When it comes to quarterbacks in this year’s draft, there’s a little something for everyone. When it comes to finding the right fit, that’s where the hard part begins. Take it from Chad Pennington.
“I think this group is really interesting and intriguing because they bring something different to the table,” Pennington said from his home in Lexington, Kentucky. “When you look at the top prospects, they’re all a little different, and each one has different strengths than the other.”
The former Jets and Dolphins quarterback has a unique perspective on the quarterbacks, two of whom could very well wind up with the Giants and Jets in the first round. As part of the NFL’s recently established mentoring program that pairs former players with incoming rookies in the weeks leading up to the draft, Pennington has met with all the top prospects.
While he’s not privy to the plans of either team, Pennington can vouch for this year’s quarterback class as one that offers plenty of talent to fill the needs of several teams looking for help at the position.
But Pennington also warns that how teams deal with their quarterbacks will go a long way toward whether those passers succeed or flop at the next level.
“I truly believe that our league can do a better job of developing quarterbacks as a whole,” said Pennington, a first-round pick of the Jets in 2000.
He was released after the Jets signed Brett Favre in 2008 and went on to lead the Dolphins to the AFC East title that year. “There is too much physical talent to not get more productivity. And that’s from top to bottom — starters, backups, young players, old players. We’re just very quick to throw somebody to the curb.”
The biggest priority?
“Organizations looking at quarterbacks really have to narrow down who they think best fits,” said Pennington, who was recently hired to become head coach at Lexington’s Sayre High School. “It’s not a cookie-cutter approach. It’s a personalized approach to who fits us, so that’s where you have to make the right decision. We think these guys are robots, but they’re not. [Former Dolphins coach] Tony Sparano used to say, ‘We’re not going to find the best 53, we’re going to find the right 53. You have to find the right guy at quarterback.”
That’s especially true in this year’s class, which offers a wide range of talent and skillsets. Pennington runs down the list:
• “Josh Allen [of Wyoming], you’re looking at a big, strong physical talent who has proven he can play in bad weather. Comes from a mid-major [program]. If you’re patient with him, he has a chance to be successful.”
• “Look at Sam Darnold [of USC]. He’s a guy that you love what you see on film, you love what he’s done, and you also know that he’s 20 years old. You’re completely fooling yourself if you think dumping an organization on a 20-year-old kid will work. Look at the career of [former No. 1 overall pick] Alex Smith. They tried to dump the organization on him when he was 20 years old, and that didn’t work. You put talent around him, and he can blossom.”
• “Josh Rosen [of UCLA], from a footwork and fundamentals standpoint, he has the whole package. What everyone’s trying to figure out is who he is off the field. Listening to the rhetoric around him, that’s what evaluators are trying to figure out — who he is other than his physical ability, because at the quarterback position, physical ability is only one aspect.”
• “Then you look at Baker Mayfield [of Oklahoma]. The film tells you, regardless of the physical stature, that he’s just a ballplayer. But if you draft him, you have to be specific from a scheme standpoint, because he’s 6-feet tall. You can’t ask him to do the same things in the pocket at Josh Allen, because there’s five inches difference.”
• “Lamar Jackson [of Louisville], I met him as a 10th grader in south Florida, when he attended the leadership camp that I worked in when he was at Boynton Beach High School. It’s come full circle. Lamar is another guy who you can’t argue with the physical abilities and capability that he has, and now it’s a matter of an organization being able to put those things together. Now, it’s a matter of improving his mental abilities to handle large amounts of information and then apply that and become a better passer.” One word of caution: “This league has shown that if you completely rely on your running ability, you can’t last very long.
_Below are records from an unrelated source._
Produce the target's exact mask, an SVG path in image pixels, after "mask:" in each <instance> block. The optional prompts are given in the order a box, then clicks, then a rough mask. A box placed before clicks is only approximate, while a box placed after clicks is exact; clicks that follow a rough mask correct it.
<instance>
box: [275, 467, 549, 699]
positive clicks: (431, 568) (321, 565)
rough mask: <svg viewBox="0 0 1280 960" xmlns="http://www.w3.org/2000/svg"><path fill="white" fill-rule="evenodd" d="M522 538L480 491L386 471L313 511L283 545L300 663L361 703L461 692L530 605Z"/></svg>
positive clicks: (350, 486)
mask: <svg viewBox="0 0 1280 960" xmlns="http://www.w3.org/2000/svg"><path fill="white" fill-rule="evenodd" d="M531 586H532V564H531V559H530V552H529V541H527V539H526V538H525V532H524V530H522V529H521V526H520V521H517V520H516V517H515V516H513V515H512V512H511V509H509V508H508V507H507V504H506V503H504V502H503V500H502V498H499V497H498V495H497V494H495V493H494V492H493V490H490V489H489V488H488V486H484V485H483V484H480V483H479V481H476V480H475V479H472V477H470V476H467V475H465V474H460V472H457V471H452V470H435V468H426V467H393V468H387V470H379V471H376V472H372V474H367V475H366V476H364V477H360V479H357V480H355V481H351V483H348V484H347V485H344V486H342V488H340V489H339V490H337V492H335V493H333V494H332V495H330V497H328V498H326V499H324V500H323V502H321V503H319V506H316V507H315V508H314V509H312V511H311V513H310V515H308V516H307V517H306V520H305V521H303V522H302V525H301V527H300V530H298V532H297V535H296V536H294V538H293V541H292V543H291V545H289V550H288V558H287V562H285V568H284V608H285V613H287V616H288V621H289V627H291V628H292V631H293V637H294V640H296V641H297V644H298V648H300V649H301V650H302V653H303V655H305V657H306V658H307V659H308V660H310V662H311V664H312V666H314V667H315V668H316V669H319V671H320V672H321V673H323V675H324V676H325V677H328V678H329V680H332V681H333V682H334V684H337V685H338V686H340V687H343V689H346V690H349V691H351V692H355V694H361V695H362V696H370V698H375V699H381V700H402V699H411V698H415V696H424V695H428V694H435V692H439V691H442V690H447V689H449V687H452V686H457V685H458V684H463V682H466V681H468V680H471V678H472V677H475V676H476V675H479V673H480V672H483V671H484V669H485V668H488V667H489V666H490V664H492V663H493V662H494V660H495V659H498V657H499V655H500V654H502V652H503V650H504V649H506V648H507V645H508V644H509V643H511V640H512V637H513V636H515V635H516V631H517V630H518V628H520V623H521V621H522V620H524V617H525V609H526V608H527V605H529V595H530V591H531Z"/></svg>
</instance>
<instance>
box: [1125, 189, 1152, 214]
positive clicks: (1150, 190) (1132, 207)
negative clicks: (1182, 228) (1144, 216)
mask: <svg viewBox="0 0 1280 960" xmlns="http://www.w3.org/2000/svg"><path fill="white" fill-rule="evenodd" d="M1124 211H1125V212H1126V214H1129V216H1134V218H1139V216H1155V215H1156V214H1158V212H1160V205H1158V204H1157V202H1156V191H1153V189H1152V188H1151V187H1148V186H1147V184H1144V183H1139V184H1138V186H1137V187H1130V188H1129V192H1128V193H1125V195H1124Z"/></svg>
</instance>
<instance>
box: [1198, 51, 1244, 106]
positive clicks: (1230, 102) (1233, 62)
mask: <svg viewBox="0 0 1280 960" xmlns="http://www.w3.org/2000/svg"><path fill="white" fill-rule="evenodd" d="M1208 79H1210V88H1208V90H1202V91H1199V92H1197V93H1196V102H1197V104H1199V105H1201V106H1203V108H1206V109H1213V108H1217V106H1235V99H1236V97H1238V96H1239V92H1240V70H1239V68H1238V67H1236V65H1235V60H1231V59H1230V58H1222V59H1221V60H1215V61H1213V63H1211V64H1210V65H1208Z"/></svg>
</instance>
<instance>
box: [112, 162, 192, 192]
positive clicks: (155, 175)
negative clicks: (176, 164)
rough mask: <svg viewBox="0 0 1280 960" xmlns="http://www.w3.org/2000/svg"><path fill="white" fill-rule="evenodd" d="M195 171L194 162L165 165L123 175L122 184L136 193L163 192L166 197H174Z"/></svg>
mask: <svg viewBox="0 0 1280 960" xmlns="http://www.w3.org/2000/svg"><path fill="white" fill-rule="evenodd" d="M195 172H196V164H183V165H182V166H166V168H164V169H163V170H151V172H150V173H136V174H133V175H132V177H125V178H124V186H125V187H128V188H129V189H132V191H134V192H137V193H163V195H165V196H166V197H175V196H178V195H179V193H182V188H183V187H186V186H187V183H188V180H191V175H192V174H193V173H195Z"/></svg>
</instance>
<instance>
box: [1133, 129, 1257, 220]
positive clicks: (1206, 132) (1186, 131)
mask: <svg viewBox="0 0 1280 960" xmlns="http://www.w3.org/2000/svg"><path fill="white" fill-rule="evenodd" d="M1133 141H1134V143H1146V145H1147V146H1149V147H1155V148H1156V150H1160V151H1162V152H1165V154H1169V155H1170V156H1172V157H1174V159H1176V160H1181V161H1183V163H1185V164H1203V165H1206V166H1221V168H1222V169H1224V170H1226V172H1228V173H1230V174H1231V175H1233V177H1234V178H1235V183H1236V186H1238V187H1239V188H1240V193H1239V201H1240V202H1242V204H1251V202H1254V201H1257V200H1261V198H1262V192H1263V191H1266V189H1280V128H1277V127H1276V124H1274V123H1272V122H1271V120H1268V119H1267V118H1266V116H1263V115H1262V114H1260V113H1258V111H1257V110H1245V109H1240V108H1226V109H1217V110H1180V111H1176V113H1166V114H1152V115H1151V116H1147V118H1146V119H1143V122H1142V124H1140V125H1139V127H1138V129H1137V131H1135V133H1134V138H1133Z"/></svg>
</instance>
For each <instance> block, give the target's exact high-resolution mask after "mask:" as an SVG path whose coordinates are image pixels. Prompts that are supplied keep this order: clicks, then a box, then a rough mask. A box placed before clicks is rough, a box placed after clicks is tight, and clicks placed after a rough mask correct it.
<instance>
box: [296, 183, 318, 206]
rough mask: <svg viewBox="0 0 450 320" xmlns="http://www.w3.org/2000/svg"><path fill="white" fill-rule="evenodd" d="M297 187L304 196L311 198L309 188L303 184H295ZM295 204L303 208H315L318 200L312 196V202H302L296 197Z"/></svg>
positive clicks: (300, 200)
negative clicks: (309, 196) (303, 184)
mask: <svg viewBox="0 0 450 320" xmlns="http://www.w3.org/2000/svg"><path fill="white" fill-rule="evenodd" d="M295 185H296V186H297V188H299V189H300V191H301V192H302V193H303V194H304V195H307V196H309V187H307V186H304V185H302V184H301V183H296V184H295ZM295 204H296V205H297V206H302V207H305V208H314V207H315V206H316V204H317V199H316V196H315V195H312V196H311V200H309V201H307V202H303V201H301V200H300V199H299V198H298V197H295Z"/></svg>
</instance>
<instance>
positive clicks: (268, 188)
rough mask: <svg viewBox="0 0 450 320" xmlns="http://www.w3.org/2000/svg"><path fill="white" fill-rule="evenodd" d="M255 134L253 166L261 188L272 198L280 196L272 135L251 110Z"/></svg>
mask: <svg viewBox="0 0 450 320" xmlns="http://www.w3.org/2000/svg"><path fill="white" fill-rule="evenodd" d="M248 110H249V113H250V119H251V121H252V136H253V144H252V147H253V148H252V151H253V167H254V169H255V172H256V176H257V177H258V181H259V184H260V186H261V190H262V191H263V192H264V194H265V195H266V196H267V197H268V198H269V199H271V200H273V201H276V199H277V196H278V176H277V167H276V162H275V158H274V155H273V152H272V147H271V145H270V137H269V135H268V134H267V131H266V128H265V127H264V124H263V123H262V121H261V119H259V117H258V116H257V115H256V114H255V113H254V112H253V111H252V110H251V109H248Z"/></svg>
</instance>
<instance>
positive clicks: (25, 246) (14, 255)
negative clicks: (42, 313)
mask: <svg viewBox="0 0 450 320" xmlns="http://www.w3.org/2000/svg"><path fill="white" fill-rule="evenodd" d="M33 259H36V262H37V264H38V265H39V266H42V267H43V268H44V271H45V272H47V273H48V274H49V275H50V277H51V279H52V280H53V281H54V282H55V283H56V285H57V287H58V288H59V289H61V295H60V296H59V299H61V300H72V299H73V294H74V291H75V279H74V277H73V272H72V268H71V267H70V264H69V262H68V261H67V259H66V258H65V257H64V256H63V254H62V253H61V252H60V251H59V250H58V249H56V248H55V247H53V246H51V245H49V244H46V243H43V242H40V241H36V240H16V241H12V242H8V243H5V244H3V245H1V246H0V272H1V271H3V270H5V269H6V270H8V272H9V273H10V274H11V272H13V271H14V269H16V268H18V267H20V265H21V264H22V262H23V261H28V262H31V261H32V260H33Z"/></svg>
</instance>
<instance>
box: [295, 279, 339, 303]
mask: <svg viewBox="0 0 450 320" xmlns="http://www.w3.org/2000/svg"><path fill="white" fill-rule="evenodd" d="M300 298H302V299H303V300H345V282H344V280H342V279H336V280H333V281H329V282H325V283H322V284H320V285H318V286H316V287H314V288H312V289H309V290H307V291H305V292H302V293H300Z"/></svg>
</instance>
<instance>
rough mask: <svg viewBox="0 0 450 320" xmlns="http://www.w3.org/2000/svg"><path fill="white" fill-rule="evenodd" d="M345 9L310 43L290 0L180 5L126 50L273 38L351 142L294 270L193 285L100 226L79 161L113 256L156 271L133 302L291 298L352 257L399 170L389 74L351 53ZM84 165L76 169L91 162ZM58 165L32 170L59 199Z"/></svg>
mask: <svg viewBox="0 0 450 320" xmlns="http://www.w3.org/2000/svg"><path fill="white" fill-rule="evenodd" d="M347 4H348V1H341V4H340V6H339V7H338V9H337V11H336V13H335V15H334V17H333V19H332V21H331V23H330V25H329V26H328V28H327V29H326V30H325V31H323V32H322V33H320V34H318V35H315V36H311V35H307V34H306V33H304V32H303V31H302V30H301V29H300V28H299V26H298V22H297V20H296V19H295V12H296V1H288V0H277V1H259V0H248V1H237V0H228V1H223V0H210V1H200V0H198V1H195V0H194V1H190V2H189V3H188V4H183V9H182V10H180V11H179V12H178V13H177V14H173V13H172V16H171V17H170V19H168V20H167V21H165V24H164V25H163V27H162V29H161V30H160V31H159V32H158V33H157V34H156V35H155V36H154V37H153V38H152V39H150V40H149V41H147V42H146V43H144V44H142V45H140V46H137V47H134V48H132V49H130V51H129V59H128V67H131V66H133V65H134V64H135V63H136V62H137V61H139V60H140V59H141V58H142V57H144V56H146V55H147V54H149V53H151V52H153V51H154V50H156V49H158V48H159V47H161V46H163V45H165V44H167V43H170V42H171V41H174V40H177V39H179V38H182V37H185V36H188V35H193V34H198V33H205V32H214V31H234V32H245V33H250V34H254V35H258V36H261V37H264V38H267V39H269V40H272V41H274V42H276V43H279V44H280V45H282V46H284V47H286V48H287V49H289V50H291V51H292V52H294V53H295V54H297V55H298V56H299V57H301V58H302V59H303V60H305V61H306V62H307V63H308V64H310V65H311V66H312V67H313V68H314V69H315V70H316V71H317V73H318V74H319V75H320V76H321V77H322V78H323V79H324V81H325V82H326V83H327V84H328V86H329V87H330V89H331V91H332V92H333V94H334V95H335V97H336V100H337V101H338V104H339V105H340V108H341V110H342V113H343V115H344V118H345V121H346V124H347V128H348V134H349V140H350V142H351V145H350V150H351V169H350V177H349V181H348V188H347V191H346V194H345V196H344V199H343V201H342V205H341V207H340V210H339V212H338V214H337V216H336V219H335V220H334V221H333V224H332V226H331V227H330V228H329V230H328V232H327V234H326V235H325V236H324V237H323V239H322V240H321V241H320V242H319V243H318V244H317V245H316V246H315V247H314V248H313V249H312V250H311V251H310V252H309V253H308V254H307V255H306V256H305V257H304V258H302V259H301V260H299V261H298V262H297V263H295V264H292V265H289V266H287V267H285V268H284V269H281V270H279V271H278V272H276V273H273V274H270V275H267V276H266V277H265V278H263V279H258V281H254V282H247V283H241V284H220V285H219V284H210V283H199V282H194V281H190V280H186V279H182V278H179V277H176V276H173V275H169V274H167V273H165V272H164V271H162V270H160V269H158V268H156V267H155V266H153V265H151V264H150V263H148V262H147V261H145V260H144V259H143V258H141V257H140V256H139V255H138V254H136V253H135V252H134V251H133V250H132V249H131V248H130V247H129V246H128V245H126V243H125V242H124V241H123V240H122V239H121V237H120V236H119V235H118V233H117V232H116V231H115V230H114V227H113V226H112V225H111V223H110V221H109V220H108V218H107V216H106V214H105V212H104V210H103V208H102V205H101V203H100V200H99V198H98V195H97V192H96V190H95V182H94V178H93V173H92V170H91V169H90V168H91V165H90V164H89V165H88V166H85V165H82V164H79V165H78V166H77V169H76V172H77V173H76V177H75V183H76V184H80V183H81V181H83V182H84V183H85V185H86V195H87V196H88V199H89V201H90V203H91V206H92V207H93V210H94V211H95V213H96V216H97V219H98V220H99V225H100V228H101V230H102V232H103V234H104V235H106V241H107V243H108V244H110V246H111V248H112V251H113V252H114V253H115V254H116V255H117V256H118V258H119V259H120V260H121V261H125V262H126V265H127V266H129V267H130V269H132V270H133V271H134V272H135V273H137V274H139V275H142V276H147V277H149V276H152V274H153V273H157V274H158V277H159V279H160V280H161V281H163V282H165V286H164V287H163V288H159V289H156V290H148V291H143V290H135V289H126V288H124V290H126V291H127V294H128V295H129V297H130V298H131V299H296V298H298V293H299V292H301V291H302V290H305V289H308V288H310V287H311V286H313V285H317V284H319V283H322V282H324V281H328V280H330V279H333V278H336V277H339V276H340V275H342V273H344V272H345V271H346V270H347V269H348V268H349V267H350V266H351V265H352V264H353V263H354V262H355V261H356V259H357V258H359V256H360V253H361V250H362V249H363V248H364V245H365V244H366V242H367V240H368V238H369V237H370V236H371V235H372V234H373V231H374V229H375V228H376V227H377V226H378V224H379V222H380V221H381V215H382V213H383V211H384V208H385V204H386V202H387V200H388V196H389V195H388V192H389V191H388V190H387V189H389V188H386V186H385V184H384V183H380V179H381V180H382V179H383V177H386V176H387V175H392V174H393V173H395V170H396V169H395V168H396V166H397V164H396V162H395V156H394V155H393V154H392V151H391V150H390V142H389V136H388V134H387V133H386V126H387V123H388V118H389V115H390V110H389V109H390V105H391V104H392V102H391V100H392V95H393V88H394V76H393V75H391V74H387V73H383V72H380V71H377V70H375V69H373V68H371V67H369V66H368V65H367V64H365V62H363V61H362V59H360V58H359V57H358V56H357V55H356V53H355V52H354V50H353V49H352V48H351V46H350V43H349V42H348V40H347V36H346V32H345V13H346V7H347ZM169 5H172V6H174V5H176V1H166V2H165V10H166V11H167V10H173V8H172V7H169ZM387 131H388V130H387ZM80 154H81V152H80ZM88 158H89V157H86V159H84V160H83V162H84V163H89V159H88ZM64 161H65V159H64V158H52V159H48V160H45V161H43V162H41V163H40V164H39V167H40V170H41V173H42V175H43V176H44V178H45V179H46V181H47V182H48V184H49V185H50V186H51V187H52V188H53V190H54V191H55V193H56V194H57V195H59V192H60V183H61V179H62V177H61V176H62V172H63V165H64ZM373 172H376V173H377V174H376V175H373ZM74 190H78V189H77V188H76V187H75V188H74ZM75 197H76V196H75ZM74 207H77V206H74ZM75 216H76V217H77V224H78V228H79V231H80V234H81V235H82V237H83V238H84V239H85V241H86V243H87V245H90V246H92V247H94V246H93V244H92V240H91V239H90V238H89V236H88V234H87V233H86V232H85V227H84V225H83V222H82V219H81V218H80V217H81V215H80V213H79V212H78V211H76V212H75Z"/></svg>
It’s just very difficult.”
There’s one other issue that comes into play when the Giants and Jets evaluate quarterback prospects: the New York factor.
“It certainly is different, and I know, because I experienced two different markets,” Pennington said of playing in the country’s biggest media market and dealing with all the attention that comes with it. “What’s important is that you have to have the proper infrastructure in the organization to help the players deal with it. You can’t just expect that once they cross the New York state line that they know how to handle those things.”
And one final piece of advice from Pennington to the incoming quarterbacks, something each passer ought to take to heart as they embark on their NFL careers.
“To me, the key to true leadership is being a guy that can bring men together,” he said. “Is he a servant leader? You have to understand how to serve your teammates, because that provides that trust and accountability to each other. As a quarterback, you have to produce and you have to serve. This isn’t all about you. It’s about the 10 other guys in the huddle, the other 52 on your team. That’s where it’s at in the world of individuality and selfishness.”